Metastable Dynamical Computing with Energy Landscapes: A Primer

TL;DR

CMOS-era computing imposes substantial energy costs, motivating alternative paradigms. This work advocates dynamical landscape computing, where information is encoded in metastable minima of a potential $U(x)$ coupled to a heat bath, and computation proceeds by reshaping the landscape while tracking fixed-point bifurcations. It analyzes 1-bit erasure via two bifurcation-based protocols—pitchfork (adiabatic, potentially reaching $k_B T \ln 2$ per bit) and saddle-node (irreversible and more dissipative)—and demonstrates a 2-bit control erasure in a quadruple-well landscape using a saddle-node mechanism. The framework integrates dynamical systems with nonequilibrium thermodynamics, offering a path to scalable, energy-efficient logic with higher-dimensional computations and optimized thermodynamic costs.

Abstract

Smartphones, laptops, and data centers are CMOS-based technologies that ushered our world into the information age of the 21st century. Despite their advantages for scalable computing, their implementations come with surprisingly large energetic costs. This challenge has revitalized scientific and engineering interest in energy-efficient information-processing designs. One current paradigm -- dynamical computing -- controls the location and shape of minima in potential energy landscapes that are connected to a thermal environment. The landscape supports distinguishable metastable energy minima that serve as a system's mesoscopic memory states. Information is represented by microstate distributions. Dynamically manipulating the memory states then corresponds to information processing.

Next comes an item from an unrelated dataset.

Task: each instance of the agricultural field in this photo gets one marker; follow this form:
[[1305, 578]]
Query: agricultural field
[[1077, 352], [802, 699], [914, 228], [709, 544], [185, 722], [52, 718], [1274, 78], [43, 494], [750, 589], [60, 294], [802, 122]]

This framing provides a natural description of the associated thermodynamic transformations and required resources. Appealing to bifurcation theory, a computational protocol in the metastable regime can be analyzed by tracking the evolution of fixed points in the state space. We illustrate the paradigm's capabilities by performing 1-bit and 2-bit computations with double-well and quadruple-well potentials, respectively. These illustrate how dynamical computing can serve as a basis for designing universal logic gates and investigating their out-of-equilibrium thermodynamic performance.

Figures (5)

• Figure 1: Building a potential energy landscape $U(x)$ that stores and processes a single bit of information. (a) Flat landscape. (b) Landscape with an arbitrary number of energy minima. (c) Instantiating two minima in the landscape, but with no thermal environment connection. (d) Two wells but with damped and noise-perturbed particle motion. (e) Double-well potential with a sufficiently large barrier height for stable information storage.
• Figure 2: A pitchfork information erasure protocol inspired by the Restore-to-One (RT1) protocol Landauer_1961 from different dynamical perspectives, taken at different points in time. (a) RT1 protocol showing both possible initial particle locations that end in the $1$ state. (b) RT1 protocol only illustrating the potential's fixed points. (c) A dynamical view of information erasure, demonstrating that erasure protocols are easily understood using bifurcation theory. The blue (yellow) lines represent the stable (unstable) fixed point trajectories throughout the protocol. In the dynamical-systems language overall the protocol is quite simple---a reverse pitch-fork bifurcation followed by a reverse saddle-node bifurcation.
• Figure 3: A saddle-node bifurcation information erasure protocol inspired by Ref. Landauer_1961. Differing from the pitchfork protocol, it can not be carried out infinitely slowly to make it adiabatic and energy inefficient. Throughout the entire protocol, there are two saddle-node bifurcations. (a) The evolution of the potential during the protocol when keeping track of the microstate distributions. (b) The same protocol, but following the landscape's fixed points. (c) The saddle-node erasure protocol in terms of the landscape's fixed points only.
• Figure 4: Potential energy landscape that supports carrying out $2$-bit computations: (a) Illustrating the two-dimensional landscape $U(x, y)$ via a three-dimensional landscape plot above its projected contour plot. (b) Contour plot of $U(x, y)$ showing example memory-state instantiations.
• Figure 5: Dynamical view of the control erasure (CE) protocol: (a) The CE characterized by the annihilation of the red and green fixed points in the third quadrant, while maintaining all other fixed points. (b) A dynamical skeleton of the CE that only shows the landscape's fixed points and flow fields. Blue (red) corresponds to stable (unstable) fixed points, as well as a grey local maxima. The steps of the protocol are as follows: (i) Initialization. (ii) Drop barrier separating the green (red) stable (unstable) fixed points, while maintaining all other fixed points. (iii) Just after the red-green fixed point annihilation.